Riflettendo meglio, mi accorgo che Alice non potè ereditare la signoria di Thoron, la quale non so d’altronde che le sia stata mai conceduta da Federigo. Potrebbe darsi dunque che si trattasse nel testo di una figliuola di Umfredo di Thoron, nata d’altra madre, dopo il suo divorzio da Isabella; nel qual caso starebbe bene la lezione del testo.
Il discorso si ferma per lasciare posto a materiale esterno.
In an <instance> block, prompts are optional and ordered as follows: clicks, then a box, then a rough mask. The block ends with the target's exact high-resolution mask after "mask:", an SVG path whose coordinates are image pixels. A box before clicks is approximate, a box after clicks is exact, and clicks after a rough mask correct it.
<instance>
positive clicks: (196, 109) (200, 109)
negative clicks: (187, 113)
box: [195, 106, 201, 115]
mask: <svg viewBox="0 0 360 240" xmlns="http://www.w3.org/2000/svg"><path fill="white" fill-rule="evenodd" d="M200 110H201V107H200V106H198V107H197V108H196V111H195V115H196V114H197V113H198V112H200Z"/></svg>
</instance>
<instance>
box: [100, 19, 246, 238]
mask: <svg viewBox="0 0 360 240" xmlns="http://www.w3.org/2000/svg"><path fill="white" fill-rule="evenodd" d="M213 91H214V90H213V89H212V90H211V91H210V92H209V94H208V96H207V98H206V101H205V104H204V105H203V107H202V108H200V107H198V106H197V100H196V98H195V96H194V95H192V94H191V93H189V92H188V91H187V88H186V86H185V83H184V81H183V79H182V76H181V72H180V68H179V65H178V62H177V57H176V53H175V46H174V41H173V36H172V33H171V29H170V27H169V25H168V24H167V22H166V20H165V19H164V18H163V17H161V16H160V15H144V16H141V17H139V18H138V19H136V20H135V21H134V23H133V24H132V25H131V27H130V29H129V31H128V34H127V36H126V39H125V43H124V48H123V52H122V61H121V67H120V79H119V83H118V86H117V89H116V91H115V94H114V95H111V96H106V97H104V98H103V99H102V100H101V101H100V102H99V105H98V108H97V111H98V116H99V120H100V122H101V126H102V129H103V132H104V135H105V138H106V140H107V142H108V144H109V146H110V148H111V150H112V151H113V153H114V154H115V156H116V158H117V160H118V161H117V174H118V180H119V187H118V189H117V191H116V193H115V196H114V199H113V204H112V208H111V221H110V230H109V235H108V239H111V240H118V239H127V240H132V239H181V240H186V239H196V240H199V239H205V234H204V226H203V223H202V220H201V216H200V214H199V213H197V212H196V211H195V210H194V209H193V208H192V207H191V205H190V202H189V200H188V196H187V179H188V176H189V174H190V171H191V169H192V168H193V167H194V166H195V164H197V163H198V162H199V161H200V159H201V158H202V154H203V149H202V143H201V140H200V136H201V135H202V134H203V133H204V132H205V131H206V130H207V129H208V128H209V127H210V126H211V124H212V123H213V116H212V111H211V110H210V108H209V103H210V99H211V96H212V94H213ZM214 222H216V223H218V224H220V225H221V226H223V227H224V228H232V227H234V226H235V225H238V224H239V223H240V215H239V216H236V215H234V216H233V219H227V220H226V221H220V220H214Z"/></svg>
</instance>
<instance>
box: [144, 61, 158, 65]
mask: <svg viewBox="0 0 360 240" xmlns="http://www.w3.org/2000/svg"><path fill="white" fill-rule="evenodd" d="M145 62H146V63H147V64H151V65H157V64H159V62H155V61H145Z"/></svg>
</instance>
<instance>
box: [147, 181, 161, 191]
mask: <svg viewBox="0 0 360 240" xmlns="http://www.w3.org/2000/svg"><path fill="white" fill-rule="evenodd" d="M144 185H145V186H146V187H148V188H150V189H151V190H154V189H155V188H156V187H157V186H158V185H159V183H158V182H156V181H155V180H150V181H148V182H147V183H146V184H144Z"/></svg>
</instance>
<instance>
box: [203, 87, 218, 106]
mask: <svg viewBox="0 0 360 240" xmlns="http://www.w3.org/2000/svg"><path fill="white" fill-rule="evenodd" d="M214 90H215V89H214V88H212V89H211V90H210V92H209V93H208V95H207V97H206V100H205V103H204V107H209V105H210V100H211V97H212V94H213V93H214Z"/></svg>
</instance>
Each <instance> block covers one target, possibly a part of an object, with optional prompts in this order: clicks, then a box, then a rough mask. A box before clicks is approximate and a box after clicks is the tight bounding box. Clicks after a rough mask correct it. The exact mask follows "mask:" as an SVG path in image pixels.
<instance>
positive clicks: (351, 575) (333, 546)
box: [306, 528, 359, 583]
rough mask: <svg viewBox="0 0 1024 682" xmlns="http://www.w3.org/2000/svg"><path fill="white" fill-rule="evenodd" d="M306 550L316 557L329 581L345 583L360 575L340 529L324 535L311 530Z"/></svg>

E qui mi rimango, non avendo alle mani i documenti che occorrerebbero per verificare questo dubbio di genealogia feudale del regno di Gerusalemme.
Della terra di Thoron compresa nella pace, fa anche menzione Marin Sanudo, Secretorum fidelium Crucis, lib. III, parte xj, cap. 10, 11, 12, presso Bongars, Gesta Dei par Francos, II, 210 segg. il quale è benissimo informato de’ particolari di questa Crociata, ed ebbe alle mani qualche scrittore arabo, s’io mal non mi appongo.
[659]. Bibars, pag. 513-514.
[660]. Così il Makrizi, che vide al certo qualche documento. Gli altri scrittori arabi, al par che i latini, notano gli anni soltanto.
[661]. Si confrontino i citati scrittori arabi e i documenti latini di parte imperiale e di parte papale, raccolti dal Bréholles, op. cit., III, 86 a 110, tra i quali è la supposta traduzione francese del testo arabico del trattato, mandata dal patriarca di Gerusalemme al papa, con le sue proprie osservazioni in latino. Questo fiore di diplomazia ecclesiastica è stato ristampato dal Mas-Latrie, Histoire de l’île de Chypre, III, 626 segg. Ma di certo non risponde al trattato originale, mancandovi i nomi de’ paesi ceduti all’imperatore. Così il miglior documento rimane sempre la costui circolare, come or si chiamerebbe, data di Gerusalemme il 18 marzo, nella quale si dice stipulato il trattato a 18 febbraio. La data del 24 che recano gli Arabi, potrebbe esser quella in cui Malek-Kâmil ratificò.